This week I brought home a new keyboard, this time with keys that are lit up. It's delightful. The office desk lighting situation here at the Curmudgucation Institute has never been particularly awesome, and sometimes I have felt as if I were typing in the dark on faceless keys; this just makes life so much easier. I bet I'm even slightly more accurate now. So we all win.
Cross country season has started, and the board of directors had their first meet yesterday. They would happily join the Olympic tag team or anything else that allowed them to run full out for long periods of time. They had a respectable time for their first outing and had fun, too. It was almost worth waking up at 5:30 AM.
I will also take this moment to exhort you to contact your elected representative, because lord knows there's a wide assortment of things that Congress could be doing to make itself more useful during the current regime. They need to hear about it, from the crazy-pants death cult running Health and Human Services to the attempt to slash the ed department into oblivion to the use of armed forces against our own citizens to--well, you know, it's a lot, and they need to be hearing about it all day every day.
You might not even know what TRIO is, but for a very long time it has been helping many folks get a degree who might otherwise not have made it.

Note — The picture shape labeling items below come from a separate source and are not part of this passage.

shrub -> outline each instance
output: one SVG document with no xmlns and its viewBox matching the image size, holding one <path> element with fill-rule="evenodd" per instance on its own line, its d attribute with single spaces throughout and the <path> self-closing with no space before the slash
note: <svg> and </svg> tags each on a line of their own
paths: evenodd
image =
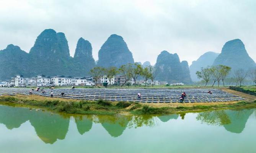
<svg viewBox="0 0 256 153">
<path fill-rule="evenodd" d="M 90 106 L 86 106 L 83 108 L 83 110 L 84 111 L 88 111 L 90 109 Z"/>
<path fill-rule="evenodd" d="M 0 98 L 0 101 L 6 102 L 13 102 L 15 101 L 16 99 L 14 97 L 2 97 Z"/>
<path fill-rule="evenodd" d="M 60 112 L 70 112 L 72 109 L 72 104 L 71 102 L 62 102 L 59 111 Z"/>
<path fill-rule="evenodd" d="M 120 108 L 126 108 L 130 106 L 130 105 L 131 105 L 130 103 L 120 101 L 117 103 L 116 106 Z"/>
<path fill-rule="evenodd" d="M 43 105 L 44 106 L 56 106 L 59 104 L 59 100 L 45 100 L 44 102 Z"/>
<path fill-rule="evenodd" d="M 111 105 L 111 103 L 108 101 L 104 101 L 103 99 L 99 99 L 96 102 L 97 104 L 102 106 L 110 106 Z"/>
</svg>

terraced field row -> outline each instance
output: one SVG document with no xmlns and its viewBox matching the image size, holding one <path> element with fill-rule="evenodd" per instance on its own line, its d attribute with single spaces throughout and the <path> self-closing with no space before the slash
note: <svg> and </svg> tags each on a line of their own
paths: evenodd
<svg viewBox="0 0 256 153">
<path fill-rule="evenodd" d="M 0 95 L 29 94 L 29 88 L 0 88 Z M 97 100 L 103 99 L 113 101 L 136 101 L 142 103 L 175 103 L 179 101 L 183 92 L 186 93 L 185 103 L 203 103 L 238 101 L 243 99 L 241 97 L 216 89 L 109 89 L 109 88 L 59 88 L 44 89 L 33 91 L 34 94 L 50 96 L 53 92 L 54 96 L 65 98 Z M 213 94 L 207 92 L 210 90 Z M 61 93 L 65 93 L 64 97 Z M 140 93 L 142 98 L 137 97 Z"/>
</svg>

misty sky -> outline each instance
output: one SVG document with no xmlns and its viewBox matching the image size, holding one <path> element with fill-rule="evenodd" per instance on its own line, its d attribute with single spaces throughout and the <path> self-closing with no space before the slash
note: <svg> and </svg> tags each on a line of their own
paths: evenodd
<svg viewBox="0 0 256 153">
<path fill-rule="evenodd" d="M 70 55 L 80 37 L 93 55 L 109 36 L 122 36 L 135 62 L 155 63 L 163 50 L 190 64 L 220 52 L 239 38 L 256 60 L 256 1 L 0 0 L 0 50 L 10 44 L 29 52 L 46 29 L 65 34 Z"/>
</svg>

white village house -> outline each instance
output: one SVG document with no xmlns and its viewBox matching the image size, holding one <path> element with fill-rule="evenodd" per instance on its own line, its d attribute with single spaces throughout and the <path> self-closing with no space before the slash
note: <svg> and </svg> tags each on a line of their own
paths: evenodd
<svg viewBox="0 0 256 153">
<path fill-rule="evenodd" d="M 72 83 L 75 86 L 92 86 L 95 85 L 93 81 L 87 80 L 85 77 L 75 78 L 72 79 Z"/>
<path fill-rule="evenodd" d="M 113 77 L 111 79 L 111 81 L 109 81 L 109 80 L 108 79 L 108 78 L 107 77 L 106 75 L 104 75 L 102 76 L 100 78 L 100 83 L 103 84 L 103 83 L 108 83 L 108 85 L 113 85 L 115 83 L 115 77 Z"/>
<path fill-rule="evenodd" d="M 15 86 L 19 86 L 19 85 L 24 85 L 24 78 L 23 75 L 19 74 L 16 75 L 15 77 L 11 78 L 11 84 Z"/>
<path fill-rule="evenodd" d="M 51 84 L 51 78 L 44 75 L 40 75 L 29 78 L 26 78 L 26 84 L 28 85 L 44 86 Z"/>
<path fill-rule="evenodd" d="M 52 84 L 58 86 L 74 86 L 72 80 L 71 76 L 59 75 L 51 77 L 51 81 Z"/>
</svg>

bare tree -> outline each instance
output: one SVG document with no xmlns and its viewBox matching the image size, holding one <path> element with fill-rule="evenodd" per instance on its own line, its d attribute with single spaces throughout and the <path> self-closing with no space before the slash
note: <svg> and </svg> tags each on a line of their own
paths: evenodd
<svg viewBox="0 0 256 153">
<path fill-rule="evenodd" d="M 95 81 L 95 86 L 97 86 L 97 82 L 102 76 L 105 72 L 105 68 L 102 67 L 95 67 L 91 70 L 90 74 Z"/>
<path fill-rule="evenodd" d="M 107 78 L 108 78 L 109 81 L 110 85 L 111 85 L 111 80 L 117 73 L 118 73 L 118 71 L 116 67 L 110 67 L 105 69 L 105 73 L 107 76 Z"/>
<path fill-rule="evenodd" d="M 134 84 L 136 86 L 136 80 L 139 76 L 142 74 L 143 69 L 141 65 L 137 63 L 132 64 L 132 68 L 131 70 L 131 75 L 134 81 Z"/>
<path fill-rule="evenodd" d="M 231 68 L 227 66 L 220 65 L 220 80 L 222 81 L 223 86 L 225 86 L 224 83 L 224 80 L 226 79 L 227 76 L 231 70 Z"/>
<path fill-rule="evenodd" d="M 150 73 L 150 79 L 152 82 L 152 87 L 154 86 L 154 80 L 157 75 L 159 70 L 159 68 L 156 67 L 155 65 L 150 65 L 149 67 L 149 71 Z"/>
<path fill-rule="evenodd" d="M 211 67 L 210 70 L 211 73 L 211 78 L 214 82 L 212 86 L 213 86 L 217 80 L 217 69 L 215 67 Z"/>
<path fill-rule="evenodd" d="M 248 72 L 248 75 L 253 82 L 253 84 L 256 83 L 256 68 L 249 70 Z"/>
<path fill-rule="evenodd" d="M 210 68 L 209 67 L 206 68 L 201 67 L 201 71 L 197 71 L 196 73 L 199 78 L 201 78 L 205 81 L 205 84 L 204 86 L 206 86 L 206 85 L 207 85 L 207 84 L 211 79 L 211 75 Z"/>
<path fill-rule="evenodd" d="M 132 78 L 131 71 L 132 66 L 130 64 L 123 65 L 121 65 L 119 68 L 119 72 L 124 77 L 125 80 L 124 83 L 121 86 L 123 86 L 128 81 L 130 81 Z"/>
<path fill-rule="evenodd" d="M 144 77 L 144 78 L 145 80 L 145 87 L 146 84 L 147 84 L 147 81 L 150 78 L 150 77 L 151 76 L 151 73 L 149 71 L 149 67 L 146 67 L 143 68 L 142 76 Z"/>
<path fill-rule="evenodd" d="M 236 82 L 239 82 L 240 86 L 241 86 L 242 82 L 247 76 L 246 73 L 243 69 L 239 69 L 235 72 L 234 75 Z"/>
</svg>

But it helps a lot of people who aren't white, so Dear Leader says it has to go. Michael Vasquez reports at Hechinger.
In the face of encouragement to work AI into his practice, Marcus Luther of The Broken Copier doubles down on doing what works for humans in a human classroom.
This piece at Vauhini Vara is not so encouraging, though it does contain further details about the Alpha school grift that is drawing so much glowing press elsewhere.
Jennifer Berkshire looks at a great antidote to the balonified happy talk about New Orleans post-Katrina-- a new book from New Orleans parent and activist Ashana Bigard.
Well, I'm not sure everyone considers it "abuse" as much as "a fair chance for the right people to line their pockets with taxpayer dollars." But Sue Kingery Woltanski goes into some detail on how Florida's vouchers are designed for abuse of taxpayer dollars.
Jennifer Berkshire again, this time in The Baffler. She's always an excellent tracker of political currents, like the mysterious right wing turn against corporate influence in education.